We begin with a space vehicle re-entry gone bad.  It's carrying a precious cargo of alien life-forms, but somewhere in the fiery crash one of the pods went missing.  The other three were recovered, even in Malaysia, by a privately-funded search-and-rescue team.  Yes, the days of business enterprises running the space program have already arrived.

            Carlton Drake (Riz Ahmed), the head of the giant research corporation, tells whoever will listen that our planet is on the brink of collapse, that we're a generation away from extinction, and therefore a new race of beings is necessary.  Mr. Drake plans to combine the alien matter, which he calls symbiote, with a human, at first using volunteers, but so far the experiments have proved unsuccessful.  Until, that is, the unauthorized break-in of an investigative television journalist, Eddie Brock (Tom Hardy).  And now, it seems, the black, gooey, but intelligent life-form has found a compatible host. 

            Eddie Brock needs for something to go right in his life right now.  He's gone a step too far in his aggressive reporting, where he viewed confidential legal files on his girlfriend's computer to serve as his “anonymous source” for an exposee of Carlton Drake.  This not only gets Brock fired, but also his former fiancee, Anne (Michelle Williams).  Yes, she breaks up with him over the breach of trust.  So now Eddie Brock is living in a beaten-down walk-up near 42nd Street, enduring the eardrum-splitting, teeth-grinding music from across the hall.  And now that he's unemployed, he takes more time to talk to the other invisbles in his path, like the homeless woman who sells the free community newspaper, or the clerk behind the counter of a struggling convenience store.  We like the guy because he's human.  He makes mistakes by being impulsive, and acting without thinking things through, but his heart's in the right place.  Even if he does try to cut a few corners occasionally.  Oh, and he's still in love with Anne, even though she has adamantly “moved on with her life.”

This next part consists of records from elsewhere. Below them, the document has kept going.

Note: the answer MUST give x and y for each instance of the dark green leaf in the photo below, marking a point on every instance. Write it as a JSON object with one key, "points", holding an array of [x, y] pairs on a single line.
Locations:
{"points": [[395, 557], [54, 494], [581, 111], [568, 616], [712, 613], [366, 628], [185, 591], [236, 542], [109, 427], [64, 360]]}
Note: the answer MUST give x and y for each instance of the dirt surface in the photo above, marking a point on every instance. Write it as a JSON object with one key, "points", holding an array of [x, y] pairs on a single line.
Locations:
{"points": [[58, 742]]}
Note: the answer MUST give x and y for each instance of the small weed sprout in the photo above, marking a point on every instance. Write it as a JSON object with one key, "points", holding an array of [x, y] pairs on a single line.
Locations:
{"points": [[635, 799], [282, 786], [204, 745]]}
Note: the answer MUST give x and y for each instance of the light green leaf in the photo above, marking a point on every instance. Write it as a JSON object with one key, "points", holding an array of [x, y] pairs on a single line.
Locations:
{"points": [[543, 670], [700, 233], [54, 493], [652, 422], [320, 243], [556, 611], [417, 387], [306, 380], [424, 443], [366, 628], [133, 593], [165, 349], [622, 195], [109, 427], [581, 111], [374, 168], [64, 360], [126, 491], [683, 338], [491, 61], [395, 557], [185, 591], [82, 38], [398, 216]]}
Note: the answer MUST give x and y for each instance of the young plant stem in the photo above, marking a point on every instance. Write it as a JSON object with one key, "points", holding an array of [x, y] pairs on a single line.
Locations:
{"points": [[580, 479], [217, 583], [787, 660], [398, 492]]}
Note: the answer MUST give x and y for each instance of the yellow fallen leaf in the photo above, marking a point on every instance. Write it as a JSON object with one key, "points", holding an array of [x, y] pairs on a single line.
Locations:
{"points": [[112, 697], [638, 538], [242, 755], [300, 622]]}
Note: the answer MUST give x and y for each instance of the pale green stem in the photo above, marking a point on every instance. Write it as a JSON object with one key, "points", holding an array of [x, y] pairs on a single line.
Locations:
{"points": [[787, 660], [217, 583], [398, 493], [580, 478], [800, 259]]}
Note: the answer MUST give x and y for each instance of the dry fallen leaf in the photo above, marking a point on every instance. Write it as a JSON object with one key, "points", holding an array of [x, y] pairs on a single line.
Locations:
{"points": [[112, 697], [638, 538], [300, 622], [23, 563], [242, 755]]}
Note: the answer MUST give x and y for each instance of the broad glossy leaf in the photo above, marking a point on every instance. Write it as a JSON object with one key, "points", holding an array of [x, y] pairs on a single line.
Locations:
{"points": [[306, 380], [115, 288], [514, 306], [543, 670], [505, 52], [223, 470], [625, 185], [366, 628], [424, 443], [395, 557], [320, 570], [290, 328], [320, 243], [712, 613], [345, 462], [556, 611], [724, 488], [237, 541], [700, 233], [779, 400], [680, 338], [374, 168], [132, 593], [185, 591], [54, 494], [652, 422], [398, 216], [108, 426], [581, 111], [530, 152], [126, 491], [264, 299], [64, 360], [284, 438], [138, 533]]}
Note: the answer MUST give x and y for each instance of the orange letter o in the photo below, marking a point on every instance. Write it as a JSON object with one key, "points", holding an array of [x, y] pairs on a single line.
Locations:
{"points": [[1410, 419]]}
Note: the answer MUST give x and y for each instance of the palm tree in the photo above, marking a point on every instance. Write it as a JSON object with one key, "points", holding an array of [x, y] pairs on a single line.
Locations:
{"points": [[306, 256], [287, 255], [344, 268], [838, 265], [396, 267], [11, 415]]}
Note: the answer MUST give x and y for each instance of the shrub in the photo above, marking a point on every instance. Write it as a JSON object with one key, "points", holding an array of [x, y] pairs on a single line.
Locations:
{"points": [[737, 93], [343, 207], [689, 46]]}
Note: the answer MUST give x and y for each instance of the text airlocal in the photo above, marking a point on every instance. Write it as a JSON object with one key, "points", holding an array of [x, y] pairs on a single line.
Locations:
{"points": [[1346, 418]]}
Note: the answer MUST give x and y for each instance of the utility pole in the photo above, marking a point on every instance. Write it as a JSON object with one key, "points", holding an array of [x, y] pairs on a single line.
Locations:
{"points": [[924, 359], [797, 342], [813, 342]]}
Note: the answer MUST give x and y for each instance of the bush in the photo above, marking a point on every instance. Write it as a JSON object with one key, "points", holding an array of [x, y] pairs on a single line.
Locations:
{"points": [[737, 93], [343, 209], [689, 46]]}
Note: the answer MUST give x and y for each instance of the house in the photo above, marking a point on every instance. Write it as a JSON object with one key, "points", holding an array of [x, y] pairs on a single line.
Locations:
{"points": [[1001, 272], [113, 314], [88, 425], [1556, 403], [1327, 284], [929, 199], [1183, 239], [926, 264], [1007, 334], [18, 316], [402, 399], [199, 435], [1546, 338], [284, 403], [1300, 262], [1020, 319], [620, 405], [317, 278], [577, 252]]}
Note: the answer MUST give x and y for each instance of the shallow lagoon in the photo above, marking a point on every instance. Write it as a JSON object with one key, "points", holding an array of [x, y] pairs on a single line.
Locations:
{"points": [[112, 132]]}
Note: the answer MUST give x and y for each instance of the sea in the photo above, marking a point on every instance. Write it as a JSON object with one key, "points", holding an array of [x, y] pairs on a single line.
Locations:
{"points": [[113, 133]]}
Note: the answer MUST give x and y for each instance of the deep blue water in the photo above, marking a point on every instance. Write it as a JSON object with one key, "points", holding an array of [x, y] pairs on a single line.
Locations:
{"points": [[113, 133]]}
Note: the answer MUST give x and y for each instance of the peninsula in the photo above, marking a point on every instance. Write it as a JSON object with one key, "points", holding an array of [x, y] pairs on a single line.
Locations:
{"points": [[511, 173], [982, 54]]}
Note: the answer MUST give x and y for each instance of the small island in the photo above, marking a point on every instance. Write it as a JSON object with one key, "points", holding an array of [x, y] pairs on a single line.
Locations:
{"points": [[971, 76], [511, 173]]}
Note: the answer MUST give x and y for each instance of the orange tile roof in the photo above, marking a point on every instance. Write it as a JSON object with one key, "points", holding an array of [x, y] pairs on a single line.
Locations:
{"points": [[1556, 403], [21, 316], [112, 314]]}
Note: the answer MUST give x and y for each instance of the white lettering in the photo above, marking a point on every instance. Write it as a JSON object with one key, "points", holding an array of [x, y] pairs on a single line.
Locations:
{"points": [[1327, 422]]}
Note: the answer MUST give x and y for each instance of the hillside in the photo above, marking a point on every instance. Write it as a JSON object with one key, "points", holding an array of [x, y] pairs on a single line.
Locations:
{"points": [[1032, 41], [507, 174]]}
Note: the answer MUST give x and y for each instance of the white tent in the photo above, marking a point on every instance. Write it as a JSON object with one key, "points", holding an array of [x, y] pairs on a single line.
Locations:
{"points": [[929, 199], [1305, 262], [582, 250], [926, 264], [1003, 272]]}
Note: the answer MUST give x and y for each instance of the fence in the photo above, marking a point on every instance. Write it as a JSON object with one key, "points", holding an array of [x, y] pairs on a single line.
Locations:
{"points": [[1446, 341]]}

            Enter the symbiote into Eddie Brock, almost like a demon possession.  Or a kind of Dr. Jekyll and Mr. Hyde, or maybe even Bruce Banner and The Incredible Hulk.  Within Eddie Brock is this monstrously strong alien being, who also talk to him inside his head (in a deep, booming, authoritative voice, of course).  The symbiote makes Eddie Brock ravenously hungry, making Eddie Brock jump into an aquarium filled with live lobsters and proceed to eat them all raw.  Like you would expect of co-habitating alter egos, they are often are at odds over what to do next, but somehow in all the push-pull of those exchanges, there's actually a kind of bonding taking place.  And when that happens, together, they become “Venom.” 

            Director Ruben Fleischer obviously enjoys using the CGI for the “superpowers” that Venom possesses, including during the chase scenes.  And it's a nice twist that Venom actually wants to stop the inhabitants of the other three modules from returning to space, because he knows of their invasion plans, and Venom has developed some affection for the world as it is.  So have some of the rest of us.

            Sure, it's comic-book stuff, but at least with a sense of humor, and a bit of vulnerable humanity for the viewers to identify with, not to mention rooting for a greedy corporate know-it-all to get his comeuppance.  And we've already set ourselves up with a sequel featuring Eddic Brock as a mild-mannered reporter for a great metropolitan newspaper, searching for truth, justice, and the American Way.  What could go wrong?